SCARBOROUGH needs to be prepared to take advantage of opportunities provided by a proposed offshore windfarm.
That was the clear message given to the region’s MPs in Westminster this week and the town’s MP Robert Goodwill has suggested they form a cross-party committee to help the region overcome various barriers preventing this.
The message was carried to the capital by a delegation of local authorities from across the region – including Scarborough Council.
David Archer, the council’s strategic director, said the move received unanimous support from the region’s MPs and it was an excellent outcome.
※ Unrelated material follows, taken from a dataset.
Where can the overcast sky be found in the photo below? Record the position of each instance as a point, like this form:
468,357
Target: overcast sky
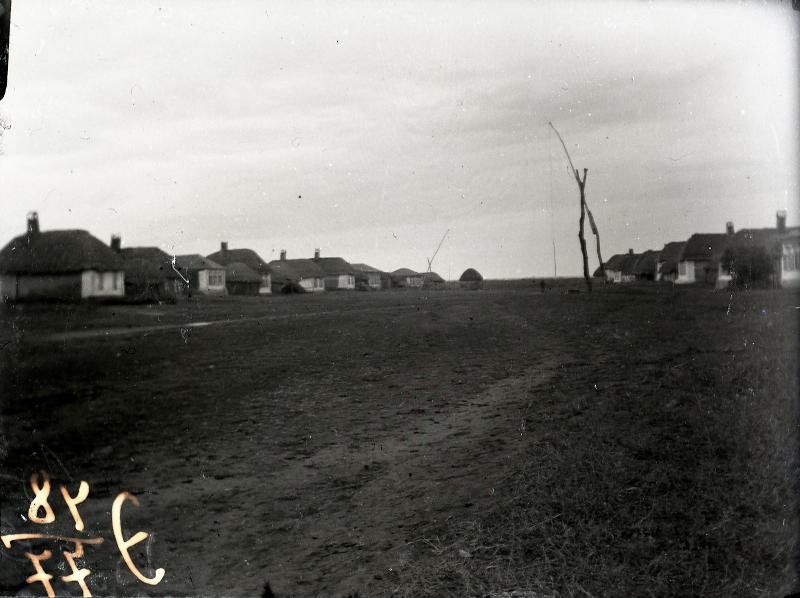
369,129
He added: “Our message was clear – that this is a once in a lifetime opportunity for the region and we need to make sure that we are prepared to make the most of it. Together Yorkshire and the Humber are aiming to be leaders in this industry.”
Cllr Derek Bastiman, the portfolio holder for strategic planning and regeneration, said: “First and foremost we must ensure that the investment happens and that any investment in UK waters delivers maximum benefits to the UK economy.”
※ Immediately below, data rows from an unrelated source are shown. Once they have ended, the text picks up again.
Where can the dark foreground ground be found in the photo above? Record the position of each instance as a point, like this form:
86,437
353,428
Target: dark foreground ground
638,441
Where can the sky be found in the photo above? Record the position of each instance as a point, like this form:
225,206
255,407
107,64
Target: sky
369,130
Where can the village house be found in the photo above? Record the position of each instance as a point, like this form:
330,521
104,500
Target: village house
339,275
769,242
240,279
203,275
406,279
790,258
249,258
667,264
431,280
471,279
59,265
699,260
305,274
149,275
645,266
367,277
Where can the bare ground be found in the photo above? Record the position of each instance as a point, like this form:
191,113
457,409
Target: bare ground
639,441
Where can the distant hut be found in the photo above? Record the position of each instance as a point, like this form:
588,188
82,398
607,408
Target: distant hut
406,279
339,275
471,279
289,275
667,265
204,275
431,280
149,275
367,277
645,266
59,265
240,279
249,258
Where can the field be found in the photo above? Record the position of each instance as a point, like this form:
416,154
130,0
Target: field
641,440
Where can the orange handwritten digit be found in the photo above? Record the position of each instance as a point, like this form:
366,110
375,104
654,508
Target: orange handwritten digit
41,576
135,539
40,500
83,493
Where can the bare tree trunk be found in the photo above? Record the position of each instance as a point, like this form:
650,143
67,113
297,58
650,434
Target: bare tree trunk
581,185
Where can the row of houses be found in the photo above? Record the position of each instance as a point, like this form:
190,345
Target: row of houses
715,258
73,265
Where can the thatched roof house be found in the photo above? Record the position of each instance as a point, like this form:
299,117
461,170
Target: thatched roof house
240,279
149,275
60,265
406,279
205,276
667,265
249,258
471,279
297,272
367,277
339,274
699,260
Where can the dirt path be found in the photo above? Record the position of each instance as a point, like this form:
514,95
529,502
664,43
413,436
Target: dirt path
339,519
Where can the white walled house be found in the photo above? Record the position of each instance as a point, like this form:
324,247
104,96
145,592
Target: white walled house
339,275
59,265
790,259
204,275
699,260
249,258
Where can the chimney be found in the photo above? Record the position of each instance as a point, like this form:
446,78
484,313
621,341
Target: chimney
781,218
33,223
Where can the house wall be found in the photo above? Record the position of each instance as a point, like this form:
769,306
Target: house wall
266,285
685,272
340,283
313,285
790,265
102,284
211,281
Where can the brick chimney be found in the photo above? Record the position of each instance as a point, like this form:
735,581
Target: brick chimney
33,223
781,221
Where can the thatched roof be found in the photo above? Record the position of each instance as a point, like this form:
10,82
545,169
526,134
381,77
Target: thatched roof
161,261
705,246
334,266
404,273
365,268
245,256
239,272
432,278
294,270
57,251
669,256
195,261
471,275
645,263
Alex Richards, the council’s project manager for economic development, said that around £100 billion would be invested in the North Sea offshore windfarm and it could create more than 100,000 jobs in the next ﬁve to 10 years.
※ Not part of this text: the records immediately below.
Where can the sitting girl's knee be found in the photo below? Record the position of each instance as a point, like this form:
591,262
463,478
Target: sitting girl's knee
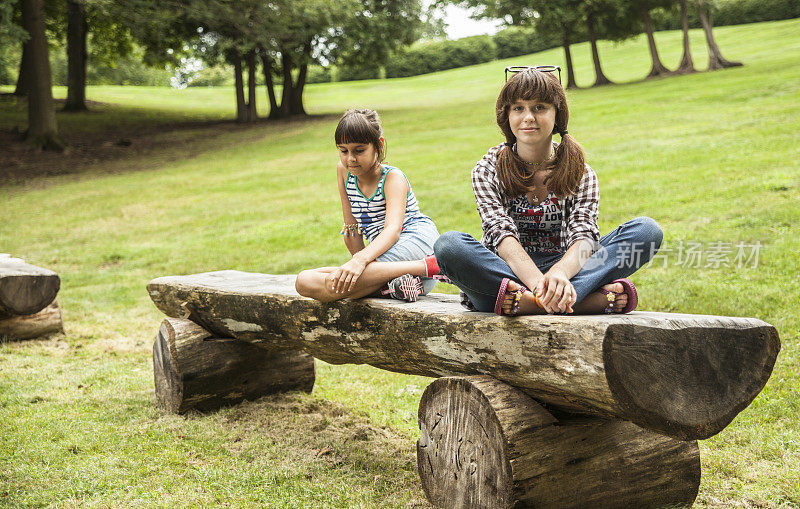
303,284
447,244
649,231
But the UK could miss out if it can not provide enough trained engineers and steps need to be taken to ensure that the existing supply network is fit for purpose.
Mr Richards said it was a massive opportunity for the UK and a massive opportunity to the region. He added: “Scarborough will be well placed through its geographic location – we are adjacent to the Dogger Bank site.”
He said that the area could benefit from providing maintenance services as well as a supply chain for the offshore development. He said: “It’s a matter of ensuring that the industry gets the incentives, commitment and support of the region as well as getting central government to invest in our waters.”
It is expected that the North Sea sites could be completed by 2020 and the council hopes that ports in the area will have a long term future as suitable supply bases for the offshore wind developments for at least 25 years.
There will eventually be a total of 11,000 huge turbine generators, in three areas, with the Dogger Bank site alone covering an area the size of North Yorkshire – or around 3,000 square miles.